Hearing footsteps, she lifted her head to see Rich sit down across from her again. He had a bottle with him, and poured himself another drink.
“This is so fucked up,” she said.
Rich took a drink.
“I wanted to protect you. I should have killed him right away.”
“You gave him a chance,” Mel said, “I wouldn’t have expected that from the devil.”
Rich met her eyes, then shrugged.
“The only unforgivable thing is to only ever be one thing.”
Rich looked down at his glass, thinking.
“Maybe I’m just unimaginative,” he said, then looked up at her. “After you go, if you think of a way to describe what it’s like – paint it for me.”
He smiled, and Mel surprised herself by smiling back.
Mel thought for a moment.
“Will there still be fuck ups?” she asked.

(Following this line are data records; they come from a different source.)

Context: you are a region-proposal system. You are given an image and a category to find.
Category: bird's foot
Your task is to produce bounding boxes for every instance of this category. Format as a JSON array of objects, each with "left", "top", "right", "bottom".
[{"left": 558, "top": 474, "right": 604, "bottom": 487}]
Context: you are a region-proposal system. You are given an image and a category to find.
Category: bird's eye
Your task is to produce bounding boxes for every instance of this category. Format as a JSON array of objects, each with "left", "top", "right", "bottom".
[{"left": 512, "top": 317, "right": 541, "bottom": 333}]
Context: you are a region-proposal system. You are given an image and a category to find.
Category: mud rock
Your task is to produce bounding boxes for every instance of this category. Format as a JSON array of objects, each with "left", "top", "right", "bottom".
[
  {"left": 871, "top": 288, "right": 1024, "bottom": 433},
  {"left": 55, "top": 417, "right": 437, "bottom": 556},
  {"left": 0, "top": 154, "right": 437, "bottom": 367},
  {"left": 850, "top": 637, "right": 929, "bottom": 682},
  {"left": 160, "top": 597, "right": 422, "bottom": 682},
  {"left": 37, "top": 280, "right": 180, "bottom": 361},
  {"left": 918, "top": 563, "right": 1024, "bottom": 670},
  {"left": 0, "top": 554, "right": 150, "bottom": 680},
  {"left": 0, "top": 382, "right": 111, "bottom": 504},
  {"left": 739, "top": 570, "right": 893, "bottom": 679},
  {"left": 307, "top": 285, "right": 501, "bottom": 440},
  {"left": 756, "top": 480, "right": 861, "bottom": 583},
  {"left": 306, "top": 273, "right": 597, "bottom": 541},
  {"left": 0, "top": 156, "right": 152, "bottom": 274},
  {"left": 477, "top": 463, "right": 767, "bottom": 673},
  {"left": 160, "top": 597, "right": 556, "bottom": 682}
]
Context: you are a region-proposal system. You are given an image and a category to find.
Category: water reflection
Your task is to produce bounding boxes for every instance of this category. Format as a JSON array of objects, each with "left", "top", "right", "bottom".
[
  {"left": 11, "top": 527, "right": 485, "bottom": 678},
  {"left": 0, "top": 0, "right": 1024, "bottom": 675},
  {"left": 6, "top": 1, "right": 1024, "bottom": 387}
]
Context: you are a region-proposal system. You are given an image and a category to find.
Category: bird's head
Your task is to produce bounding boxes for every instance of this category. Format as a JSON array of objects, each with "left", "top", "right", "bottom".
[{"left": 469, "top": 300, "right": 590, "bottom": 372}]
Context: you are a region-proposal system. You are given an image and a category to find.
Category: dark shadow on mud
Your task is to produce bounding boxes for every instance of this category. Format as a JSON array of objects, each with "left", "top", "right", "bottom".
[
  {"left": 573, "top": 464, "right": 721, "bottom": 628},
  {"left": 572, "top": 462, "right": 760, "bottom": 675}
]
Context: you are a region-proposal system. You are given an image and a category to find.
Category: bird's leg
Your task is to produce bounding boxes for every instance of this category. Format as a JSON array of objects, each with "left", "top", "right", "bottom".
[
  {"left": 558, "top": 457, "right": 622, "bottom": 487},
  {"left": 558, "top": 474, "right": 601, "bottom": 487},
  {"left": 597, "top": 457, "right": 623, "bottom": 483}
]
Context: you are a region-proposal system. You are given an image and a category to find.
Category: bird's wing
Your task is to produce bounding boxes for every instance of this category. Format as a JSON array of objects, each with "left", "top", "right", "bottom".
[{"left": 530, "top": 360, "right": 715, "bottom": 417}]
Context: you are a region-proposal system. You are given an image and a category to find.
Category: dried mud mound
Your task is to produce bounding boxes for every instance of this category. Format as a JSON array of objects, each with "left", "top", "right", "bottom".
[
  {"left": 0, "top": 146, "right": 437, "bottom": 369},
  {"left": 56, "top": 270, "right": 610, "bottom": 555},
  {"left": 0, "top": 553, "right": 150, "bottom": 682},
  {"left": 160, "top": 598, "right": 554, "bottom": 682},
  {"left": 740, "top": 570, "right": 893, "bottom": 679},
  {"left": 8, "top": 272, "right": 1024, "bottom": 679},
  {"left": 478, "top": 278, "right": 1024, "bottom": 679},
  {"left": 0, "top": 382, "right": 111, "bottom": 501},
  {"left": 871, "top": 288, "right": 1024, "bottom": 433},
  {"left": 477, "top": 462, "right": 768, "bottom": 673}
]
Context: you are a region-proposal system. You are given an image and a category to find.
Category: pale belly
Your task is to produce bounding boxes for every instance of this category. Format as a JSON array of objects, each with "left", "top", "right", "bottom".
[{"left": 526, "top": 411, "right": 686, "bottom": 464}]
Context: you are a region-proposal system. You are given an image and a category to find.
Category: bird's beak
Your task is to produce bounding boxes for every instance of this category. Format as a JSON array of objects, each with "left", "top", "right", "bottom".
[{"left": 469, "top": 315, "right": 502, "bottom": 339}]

Rich nodded his head “yes” then raised his glass to her in a mock toast.
“Yes, you’ll discover new ways to fuck up. Just like I do.”
Mel laughed, choking on sobs.
“There’s some comfort in that,” she said.
Rich reached his hand over and clasped it around hers. She could feel it.
“The only mistakes you can make going forward are the same ones you were at risk of making before. Treat life like a lover.”
Mel noticed something flash. She turned toward the dance floor and saw little lights rising into the air.
“Oh my god … are these …”
“The guides,” Rich finished.
“Little guiding lights,” Mel said in wonder. “They’re like fireflies.”
“They are,” Rich said, still holding her hand.
“I used to love sitting on the back porch at my grandparents house,” Mel said.
They floated around the room, one light rising to meet each person. “They’re beautiful. I didn’t expect that.”
“What?” Rich asked.
Mel looked down at the blank paper.
“Do you know what you’re going to write?” Rich asked.
Mel shook her head, but began writing a short note, re-read it, then added something at the end. She folded the paper and handed it to Rich.
“The words aren’t perfect,” Mel said. “You can read it if you want.”
Rich opened the note and read it. He folded it back up and looked at Mel.
“Beauty is what makes something perfect.”
He set the note next to his glass.
“How are you going to give it to her?”
“I’ll leave it somewhere she’ll find it,” he said. “She’ll find it. Don’t worry.”
A small light floated over toward Mel and hovered in front of her.
“My firefly,” she said softly.
He stood up, finishing his drink.
“Can you stay?” Mel asked.
He looked down, meeting her eyes again.
“I’ll stay as long as you need,” he said, then sat back down and poured himself another drink.